Sulfur trioxide is a highly reactive substance, a potent oxidizing agent, and a threat to flames. This binds to sulfates with metallic oxides, and to form sulfuric acid with water. Sulfur trioxide is used in sulfonation processes. The chemical equation is given below:
SO3 + H2O → H2SO4
Sulfur trioxide (SO3) is corrosive to metals and tissue. It is causing burns in the eyes and ears. Ingestion causes severe burns of mouth esophagus and stomach. Through inhalation, the vapor is extremely toxic. If in contact with organic materials such as wood, cotton, fibreboard, etc., this is a fire risk. Solid (polymeric) sulfur trioxide exists in three polymorphic phases: alpha-, beta- and gamma- modifications. The alpha form seems to be the stable form but the solid transitions are commonly slow; a given sample is also a combination of the varied forms and its freezing point not constant.

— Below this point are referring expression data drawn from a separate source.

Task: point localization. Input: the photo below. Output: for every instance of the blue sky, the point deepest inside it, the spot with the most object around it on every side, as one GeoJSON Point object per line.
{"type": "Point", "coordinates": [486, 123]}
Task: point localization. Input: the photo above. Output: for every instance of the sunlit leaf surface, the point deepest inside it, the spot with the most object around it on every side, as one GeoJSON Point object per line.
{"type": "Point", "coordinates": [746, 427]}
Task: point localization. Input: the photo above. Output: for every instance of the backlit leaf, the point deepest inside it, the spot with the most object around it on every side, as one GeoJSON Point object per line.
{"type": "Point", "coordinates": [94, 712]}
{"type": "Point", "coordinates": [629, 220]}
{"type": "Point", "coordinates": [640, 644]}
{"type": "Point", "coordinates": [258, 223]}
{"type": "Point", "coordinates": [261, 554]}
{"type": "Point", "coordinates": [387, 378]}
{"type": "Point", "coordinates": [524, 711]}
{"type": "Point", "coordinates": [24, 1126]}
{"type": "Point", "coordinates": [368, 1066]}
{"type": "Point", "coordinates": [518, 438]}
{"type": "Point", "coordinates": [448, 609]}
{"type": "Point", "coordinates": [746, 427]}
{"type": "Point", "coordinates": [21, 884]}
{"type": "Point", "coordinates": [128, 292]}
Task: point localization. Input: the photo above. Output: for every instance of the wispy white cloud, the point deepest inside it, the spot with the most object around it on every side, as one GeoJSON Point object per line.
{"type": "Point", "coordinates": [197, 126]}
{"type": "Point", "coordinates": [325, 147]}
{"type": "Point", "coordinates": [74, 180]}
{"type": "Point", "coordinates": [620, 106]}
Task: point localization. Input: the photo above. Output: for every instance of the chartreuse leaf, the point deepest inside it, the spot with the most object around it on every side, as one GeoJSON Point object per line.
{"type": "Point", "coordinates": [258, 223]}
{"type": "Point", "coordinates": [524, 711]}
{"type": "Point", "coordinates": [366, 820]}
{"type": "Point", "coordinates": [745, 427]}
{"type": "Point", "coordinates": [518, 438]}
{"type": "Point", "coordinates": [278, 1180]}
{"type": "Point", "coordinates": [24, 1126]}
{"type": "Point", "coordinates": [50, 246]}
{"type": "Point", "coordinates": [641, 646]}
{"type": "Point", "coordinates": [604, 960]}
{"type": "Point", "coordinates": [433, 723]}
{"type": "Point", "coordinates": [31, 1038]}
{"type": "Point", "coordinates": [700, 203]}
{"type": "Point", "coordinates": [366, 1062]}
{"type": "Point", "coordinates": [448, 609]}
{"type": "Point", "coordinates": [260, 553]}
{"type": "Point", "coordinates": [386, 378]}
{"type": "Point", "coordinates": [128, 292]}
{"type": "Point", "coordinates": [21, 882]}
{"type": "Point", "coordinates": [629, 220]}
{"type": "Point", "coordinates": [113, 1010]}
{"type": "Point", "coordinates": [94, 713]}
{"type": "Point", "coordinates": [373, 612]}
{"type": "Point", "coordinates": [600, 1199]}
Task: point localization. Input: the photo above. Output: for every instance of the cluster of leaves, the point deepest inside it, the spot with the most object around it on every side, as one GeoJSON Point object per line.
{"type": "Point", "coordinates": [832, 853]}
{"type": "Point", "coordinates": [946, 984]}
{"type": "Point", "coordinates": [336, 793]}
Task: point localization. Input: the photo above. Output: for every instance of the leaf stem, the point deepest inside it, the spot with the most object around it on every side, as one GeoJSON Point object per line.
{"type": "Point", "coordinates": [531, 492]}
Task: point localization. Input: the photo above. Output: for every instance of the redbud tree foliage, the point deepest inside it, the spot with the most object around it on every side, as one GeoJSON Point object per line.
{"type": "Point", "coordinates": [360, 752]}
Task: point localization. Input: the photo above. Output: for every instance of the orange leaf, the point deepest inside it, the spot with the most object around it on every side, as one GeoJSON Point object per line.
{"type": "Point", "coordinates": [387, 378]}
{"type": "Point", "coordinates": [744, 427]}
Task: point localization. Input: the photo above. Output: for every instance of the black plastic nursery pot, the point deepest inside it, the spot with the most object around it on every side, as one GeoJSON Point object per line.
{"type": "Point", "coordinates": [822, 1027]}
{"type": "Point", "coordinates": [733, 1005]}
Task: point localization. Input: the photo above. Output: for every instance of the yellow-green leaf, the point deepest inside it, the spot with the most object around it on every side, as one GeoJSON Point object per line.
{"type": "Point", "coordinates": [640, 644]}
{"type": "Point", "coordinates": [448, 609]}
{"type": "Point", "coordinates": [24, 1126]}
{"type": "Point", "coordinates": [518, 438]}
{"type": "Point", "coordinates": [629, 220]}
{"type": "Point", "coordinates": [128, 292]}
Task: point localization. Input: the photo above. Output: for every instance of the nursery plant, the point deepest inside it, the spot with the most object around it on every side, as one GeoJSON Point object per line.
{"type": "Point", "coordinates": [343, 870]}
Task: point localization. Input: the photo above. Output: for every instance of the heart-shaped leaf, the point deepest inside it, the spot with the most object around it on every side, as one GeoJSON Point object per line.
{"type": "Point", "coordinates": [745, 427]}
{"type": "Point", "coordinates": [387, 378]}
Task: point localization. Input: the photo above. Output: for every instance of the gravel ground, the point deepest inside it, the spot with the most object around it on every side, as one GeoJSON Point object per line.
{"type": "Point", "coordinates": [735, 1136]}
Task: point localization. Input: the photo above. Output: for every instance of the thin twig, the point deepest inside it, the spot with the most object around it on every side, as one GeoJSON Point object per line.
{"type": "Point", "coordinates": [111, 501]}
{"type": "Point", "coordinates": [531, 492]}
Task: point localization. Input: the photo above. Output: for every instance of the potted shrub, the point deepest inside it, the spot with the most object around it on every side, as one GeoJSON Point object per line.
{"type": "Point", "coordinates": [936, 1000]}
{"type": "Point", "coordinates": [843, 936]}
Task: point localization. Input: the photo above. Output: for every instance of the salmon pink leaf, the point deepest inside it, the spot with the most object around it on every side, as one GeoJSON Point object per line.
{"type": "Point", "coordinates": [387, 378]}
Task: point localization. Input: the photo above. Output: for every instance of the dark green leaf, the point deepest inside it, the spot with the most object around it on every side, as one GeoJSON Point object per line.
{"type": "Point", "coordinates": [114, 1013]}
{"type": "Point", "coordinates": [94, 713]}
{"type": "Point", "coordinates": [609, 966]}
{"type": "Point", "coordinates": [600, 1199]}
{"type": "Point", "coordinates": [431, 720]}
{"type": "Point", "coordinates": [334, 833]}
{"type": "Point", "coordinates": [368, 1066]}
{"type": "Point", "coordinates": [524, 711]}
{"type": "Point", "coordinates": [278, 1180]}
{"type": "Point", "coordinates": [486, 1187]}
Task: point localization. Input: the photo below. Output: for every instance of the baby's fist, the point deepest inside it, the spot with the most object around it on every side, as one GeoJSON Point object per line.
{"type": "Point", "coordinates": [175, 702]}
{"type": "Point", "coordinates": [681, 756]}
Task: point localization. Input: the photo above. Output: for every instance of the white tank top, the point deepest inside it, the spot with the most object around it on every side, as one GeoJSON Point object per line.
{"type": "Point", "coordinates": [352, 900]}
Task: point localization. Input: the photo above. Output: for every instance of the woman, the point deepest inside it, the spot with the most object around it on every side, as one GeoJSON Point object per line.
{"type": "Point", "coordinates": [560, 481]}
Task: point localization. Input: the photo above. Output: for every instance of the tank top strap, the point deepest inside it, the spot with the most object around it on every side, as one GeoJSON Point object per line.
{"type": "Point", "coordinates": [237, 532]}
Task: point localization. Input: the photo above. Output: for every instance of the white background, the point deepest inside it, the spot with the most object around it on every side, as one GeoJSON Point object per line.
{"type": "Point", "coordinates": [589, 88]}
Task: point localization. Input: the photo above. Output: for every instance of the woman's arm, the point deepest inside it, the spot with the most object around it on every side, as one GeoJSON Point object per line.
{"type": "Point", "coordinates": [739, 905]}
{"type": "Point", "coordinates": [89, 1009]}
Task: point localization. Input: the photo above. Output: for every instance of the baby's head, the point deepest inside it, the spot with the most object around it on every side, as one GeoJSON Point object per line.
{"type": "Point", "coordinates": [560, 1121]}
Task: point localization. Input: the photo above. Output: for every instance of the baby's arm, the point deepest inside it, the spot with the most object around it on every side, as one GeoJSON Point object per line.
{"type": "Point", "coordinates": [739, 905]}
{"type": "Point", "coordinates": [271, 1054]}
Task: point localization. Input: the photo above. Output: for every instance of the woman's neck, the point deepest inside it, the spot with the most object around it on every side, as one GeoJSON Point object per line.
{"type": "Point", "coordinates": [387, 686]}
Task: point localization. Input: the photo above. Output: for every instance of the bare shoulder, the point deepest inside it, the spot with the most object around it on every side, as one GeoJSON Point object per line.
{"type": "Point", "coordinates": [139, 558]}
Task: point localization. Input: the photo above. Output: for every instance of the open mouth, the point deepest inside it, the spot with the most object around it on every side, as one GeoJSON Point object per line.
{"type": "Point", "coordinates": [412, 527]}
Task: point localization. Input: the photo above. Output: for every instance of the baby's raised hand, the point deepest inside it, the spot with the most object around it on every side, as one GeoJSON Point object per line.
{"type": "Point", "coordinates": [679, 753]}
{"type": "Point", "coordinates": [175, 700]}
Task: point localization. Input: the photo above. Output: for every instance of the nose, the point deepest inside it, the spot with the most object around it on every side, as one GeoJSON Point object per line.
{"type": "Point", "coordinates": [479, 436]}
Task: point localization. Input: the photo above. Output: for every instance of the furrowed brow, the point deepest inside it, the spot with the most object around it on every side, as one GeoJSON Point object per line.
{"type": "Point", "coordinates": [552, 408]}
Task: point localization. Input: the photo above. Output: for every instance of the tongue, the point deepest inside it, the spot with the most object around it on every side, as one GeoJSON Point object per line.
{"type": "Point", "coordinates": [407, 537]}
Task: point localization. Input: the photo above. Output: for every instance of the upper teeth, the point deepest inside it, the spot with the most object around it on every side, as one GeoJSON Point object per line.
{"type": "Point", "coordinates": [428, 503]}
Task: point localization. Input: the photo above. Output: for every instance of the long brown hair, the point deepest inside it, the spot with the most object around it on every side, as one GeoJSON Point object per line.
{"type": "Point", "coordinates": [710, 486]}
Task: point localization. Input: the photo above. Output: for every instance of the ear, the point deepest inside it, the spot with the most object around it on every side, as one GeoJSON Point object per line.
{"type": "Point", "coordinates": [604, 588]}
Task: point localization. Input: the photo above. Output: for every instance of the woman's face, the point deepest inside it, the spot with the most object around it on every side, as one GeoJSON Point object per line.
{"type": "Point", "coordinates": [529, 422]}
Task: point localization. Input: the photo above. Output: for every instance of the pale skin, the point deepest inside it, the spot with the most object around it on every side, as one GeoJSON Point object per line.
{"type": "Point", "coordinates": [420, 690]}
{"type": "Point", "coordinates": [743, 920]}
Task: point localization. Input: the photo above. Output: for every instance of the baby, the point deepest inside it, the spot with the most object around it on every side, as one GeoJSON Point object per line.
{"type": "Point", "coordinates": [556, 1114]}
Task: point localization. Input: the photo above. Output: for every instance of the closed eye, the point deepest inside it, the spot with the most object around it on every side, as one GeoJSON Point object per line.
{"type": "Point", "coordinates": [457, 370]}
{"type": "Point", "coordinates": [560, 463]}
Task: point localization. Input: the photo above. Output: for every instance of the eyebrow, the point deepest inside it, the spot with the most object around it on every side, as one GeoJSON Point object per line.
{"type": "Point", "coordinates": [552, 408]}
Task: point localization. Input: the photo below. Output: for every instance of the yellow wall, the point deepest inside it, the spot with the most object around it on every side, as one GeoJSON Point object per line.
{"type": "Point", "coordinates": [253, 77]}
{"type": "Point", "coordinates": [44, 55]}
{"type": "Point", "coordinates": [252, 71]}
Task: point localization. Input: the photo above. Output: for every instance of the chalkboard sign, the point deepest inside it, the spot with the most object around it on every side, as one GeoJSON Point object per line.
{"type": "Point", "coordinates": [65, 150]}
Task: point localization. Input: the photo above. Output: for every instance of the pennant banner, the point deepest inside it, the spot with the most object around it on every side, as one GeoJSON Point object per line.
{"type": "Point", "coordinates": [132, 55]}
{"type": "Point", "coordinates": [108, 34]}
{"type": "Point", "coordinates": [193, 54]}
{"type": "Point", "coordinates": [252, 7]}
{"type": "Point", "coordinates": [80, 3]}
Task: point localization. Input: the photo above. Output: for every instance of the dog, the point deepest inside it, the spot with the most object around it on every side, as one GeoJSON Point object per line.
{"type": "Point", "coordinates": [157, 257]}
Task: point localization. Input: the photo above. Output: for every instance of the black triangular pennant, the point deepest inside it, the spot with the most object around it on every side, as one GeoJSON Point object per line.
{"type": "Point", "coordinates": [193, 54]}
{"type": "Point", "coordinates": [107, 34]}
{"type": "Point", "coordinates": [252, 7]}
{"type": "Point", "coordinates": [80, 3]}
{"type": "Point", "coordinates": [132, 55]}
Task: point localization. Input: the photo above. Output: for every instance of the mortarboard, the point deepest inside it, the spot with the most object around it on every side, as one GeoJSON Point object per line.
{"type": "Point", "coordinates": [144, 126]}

Additionally, sulfur trioxide oxidizes sulfur dichloride to yield thionyl chloride, the valuable reagent.
SO3 + SCl2 → SOCl2 + SO2
Sulfur trioxide can exist in both monomeric and polymeric forms. In the gaseous and liquid state, pure SO3 is an equilibrium mixture of monomeric SO3 and trimeric S3O9, also called Y-SO3. This is a heavy Lewis acid, readily forming pyridine, dioxane, and trimethylamine crystalline complexes. Such adducts may be used as agents for sulfonisation.
Sulfur trioxide is truly used as an intermediate within the manufacture of vitriol and oleum for sulphonation, particularly, of dyes and dye-stuffs, and for the assembly of anhydrous acid and explosives. It’s also used as a blanching agent to get rid of residual peroxide, or as a digesting agent to separate the pulp from lignin. It is often prepared within the laboratory by the two-stage pyrolysis of sodium bisulfate.
Sulfur trioxide is also used in detergent, lubricating oil additives, and other organic compounds as a sulfating and sulfonizing agent; in solar energy collectors. It is also used as an intermediate in the manufacture of sulphuric acid and in the production of explosives. Sulfur trioxide, as well as being a strong oxidizing agent, will cause severe burns on both inhalation and ingestion because it is highly corrosive and hygroscopic in nature.